Parts of California, Nevada and Arizona are expected to bake this week as the first heatwave of the season arrives with triple-digit temperatures forecast for areas including Phoenix, which last summer saw a record 31 straight days of at least 110F (43.3C).

By Wednesday, most of an area stretching from south-east California to central Arizona will see “easily their hottest” weather since last September, and record daily highs could be seen from Las Vegas to Phoenix, the National Weather Service said late on Monday.

Excessive heat warnings have been issued from 10am Wednesday to 8pm Friday due to the “dangerously hot conditions”, the weather service said.

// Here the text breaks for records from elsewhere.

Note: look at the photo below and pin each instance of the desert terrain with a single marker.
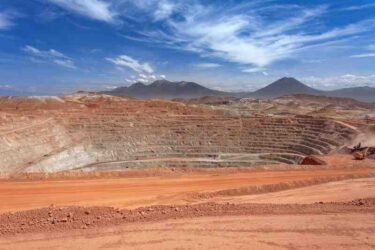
(96, 171)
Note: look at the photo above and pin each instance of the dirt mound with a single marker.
(67, 218)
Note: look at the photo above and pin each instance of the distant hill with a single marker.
(285, 86)
(187, 90)
(166, 89)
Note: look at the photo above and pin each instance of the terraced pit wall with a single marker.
(100, 133)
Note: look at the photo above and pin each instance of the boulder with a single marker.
(312, 160)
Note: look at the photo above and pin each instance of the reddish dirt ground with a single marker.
(202, 226)
(135, 192)
(91, 211)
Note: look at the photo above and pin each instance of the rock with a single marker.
(312, 160)
(359, 155)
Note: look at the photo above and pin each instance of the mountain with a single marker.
(282, 87)
(366, 94)
(166, 89)
(285, 86)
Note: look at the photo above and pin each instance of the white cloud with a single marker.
(254, 70)
(52, 56)
(207, 65)
(6, 20)
(127, 61)
(164, 10)
(247, 35)
(363, 55)
(343, 81)
(6, 86)
(65, 63)
(94, 9)
(359, 7)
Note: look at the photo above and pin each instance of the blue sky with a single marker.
(60, 46)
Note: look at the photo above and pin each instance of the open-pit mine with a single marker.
(209, 173)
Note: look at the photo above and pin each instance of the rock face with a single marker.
(93, 132)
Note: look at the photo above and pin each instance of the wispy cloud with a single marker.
(363, 55)
(341, 81)
(50, 56)
(127, 61)
(358, 7)
(254, 70)
(248, 35)
(207, 65)
(93, 9)
(6, 20)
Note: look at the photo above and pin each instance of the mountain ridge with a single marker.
(283, 86)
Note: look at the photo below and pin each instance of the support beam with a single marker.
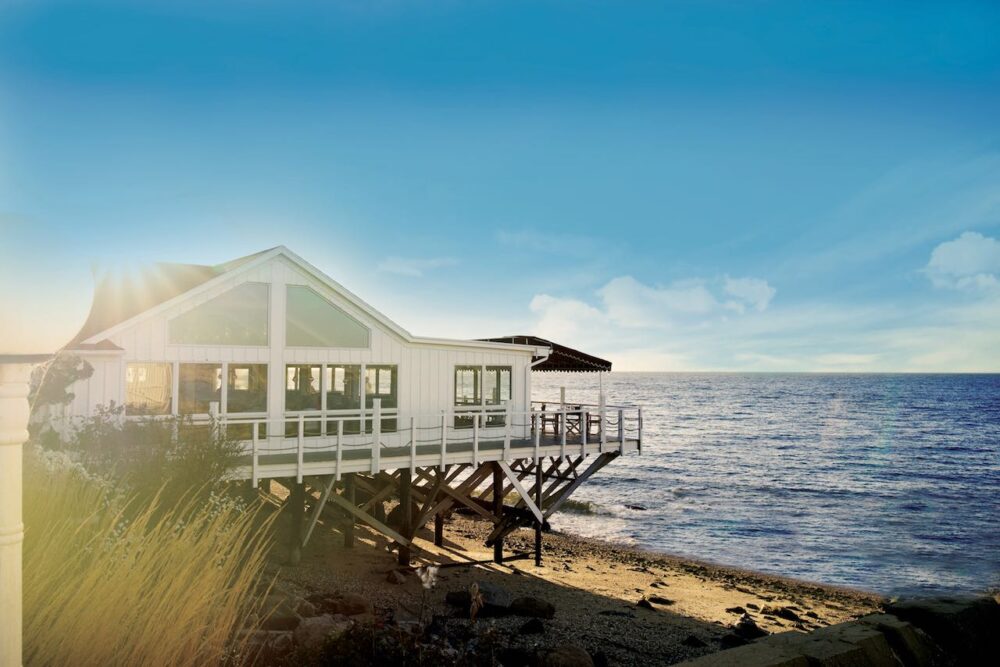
(369, 519)
(406, 516)
(296, 507)
(350, 487)
(521, 491)
(318, 510)
(498, 509)
(538, 524)
(601, 461)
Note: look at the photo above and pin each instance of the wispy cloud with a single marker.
(413, 266)
(972, 261)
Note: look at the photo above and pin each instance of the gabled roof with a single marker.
(121, 301)
(561, 358)
(118, 298)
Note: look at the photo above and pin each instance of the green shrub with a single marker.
(159, 584)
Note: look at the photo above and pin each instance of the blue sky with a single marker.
(676, 186)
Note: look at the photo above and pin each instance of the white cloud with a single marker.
(749, 291)
(412, 266)
(631, 303)
(970, 261)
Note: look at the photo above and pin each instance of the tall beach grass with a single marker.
(107, 582)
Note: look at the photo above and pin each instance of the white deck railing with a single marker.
(571, 428)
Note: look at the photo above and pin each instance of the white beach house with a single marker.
(319, 384)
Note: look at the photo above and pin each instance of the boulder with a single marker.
(314, 632)
(533, 607)
(565, 655)
(532, 627)
(748, 629)
(352, 604)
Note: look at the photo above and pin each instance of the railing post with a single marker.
(639, 433)
(506, 437)
(562, 428)
(621, 431)
(601, 433)
(536, 422)
(340, 437)
(444, 439)
(475, 440)
(413, 443)
(376, 434)
(255, 437)
(301, 448)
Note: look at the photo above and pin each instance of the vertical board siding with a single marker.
(426, 371)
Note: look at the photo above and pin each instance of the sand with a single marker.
(594, 586)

Fire crews will be on high alert especially in Arizona, where fire restrictions went into effect before Memorial Day in some areas and will be ordered by Thursday across most of the western and south-central parts of the state, authorities said.

Fire forecasters at the Southwest Coordination Center in Albuquerque, New Mexico, said weather in the region does not typically become so hot until mid- or late June.

“It does seem like Mother Nature is turning up the heat on us a little sooner than usual,” Tiffany Davila, spokesperson for the Arizona department of forestry and fire management, said on Monday evening.

Highs on Monday reached 110F (43.3C) at Death Valley national park in California near the Nevada border, 103F (39.4C) in Phoenix and 105F (40.5C) in Needles, California.

Slightly above normal temperatures are forecast for the region on Tuesday before they start heating up on Wednesday.

In Las Vegas, where the high topped out at 103F (39.4C) on Monday, temperatures will soar to 10 to 15 degrees above normal during the second half of the week – peaking at 111F (43.8C) on Thursday.

A high of 120F (48.8C) is forecast for Thursday at Furnace Creek in Death Valley.

The current forecasted high of 113F (45C) for Phoenix on Thursday would break the daily record high of 111F (43.8C) set in 2016. Last summer, the high there reached 110F (43.3C) or higher from the last day of June through the entire month of July. At least 400 of the 645 heat-related deaths that occurred last year were during that month-long period.

Phoenix, Maricopa county and Arizona state officials this year are striving to better protect people from ever higher temperatures. Those most in danger from the heat are people outdoors, especially homeless people in downtown areas who often do not have access to sufficient shade, air conditioning and cold water.

Governments this year are setting aside more money so some cooling stations can stay open longer and on the weekends, including two that will keep their doors open overnight.

Meanwhile, California’s largest wildfire so far this year was significantly surrounded on Monday after blackening a swath of hilly grasslands between San Francisco Bay and the Central Valley.

The California department of forestry and fire protection said the Corral fire was 75% contained after scorching more than 22 sq miles (57 sq km).

One home was destroyed and two firefighters were injured. The wind-driven fire erupted on Saturday afternoon and at one point thousands of people were under evacuation orders.